Temperatures are trending up however, the evenings still get to be quite chilly. Rather than waste heating fuel or propane, us Northerners may toss a bag of pellets in the pellet stove or a couple of logs in the fireplace.
Any homeowner that has a woodstove, wood furnace, pellet stove or fireplace may have developed some frustrations when calling an agency to get insurance for their home. The truth is, DEPENDING on the insurance company, type of heat source, how it was installed, and what other heat sources are in your house you may run into some roadblocks. This should not prevent you from using a supplemental heat source, we just want to make sure the right precautions have been taken to ensure the risk of a fire has been reduced.
Here are some things the insurance company will need to know to insure your home with supplemental heat:
Does your home have central heat? Is it controlled by a thermostat?
Was the stove professionally installed and does it meet local fire codes?
If you installed the stove, can you provide documentation that it meets the specifications and guidelines for proper installation? You may also need to provide a certificate that the stove is free of defects and has been inspected
Do you have a maintenance schedule for the stove?

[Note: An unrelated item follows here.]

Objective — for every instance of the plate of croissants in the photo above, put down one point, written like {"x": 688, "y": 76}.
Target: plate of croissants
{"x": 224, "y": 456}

Does it have its own flue?
Insurance: Wood stoves vs. Pellet
Just like consumers, insurance companies may prefer one over the other. More than likely, pellet stoves over wood stoves. Here is why. Wood fires produce a lot of soot and require more cleaning in the chimney than a pellet stove. Insurance inspectors may check the chimney to ensure the stove’s connection to the chimney is clear, well-sealed and aligns with the local fire codes. They may even check for cleanliness and a top cover. Lastly, they may check to see that the stove and chimney are free of creosote which is soot-like, highly flammable by product of wood.
Pellet stoves still carry a risk but not one as significant as a fireplace or wood stove. Pellets are heat compressed wood pieces or sawdust instead of logs. This is more cost efficient, cleaner and doesn’t cause jumping wood sparks. Because they burn cleaner, pellet stoves do not create large creosote buildup, nor does it need a chimney connection for ventilation. An inspection for a pellet stove may be a bit less rigorous than that of a wood stove.
While the questions can be frustrating, we want to make sure that you will run into less trouble when the inspection is done. We call this frontline underwriting. We go through a series of questions to better understand you and your property. This way, we can properly match you with the right carrier. We are like a matchmaker. Rather than helping you find the love of your life, we help you find the perfect insurance company!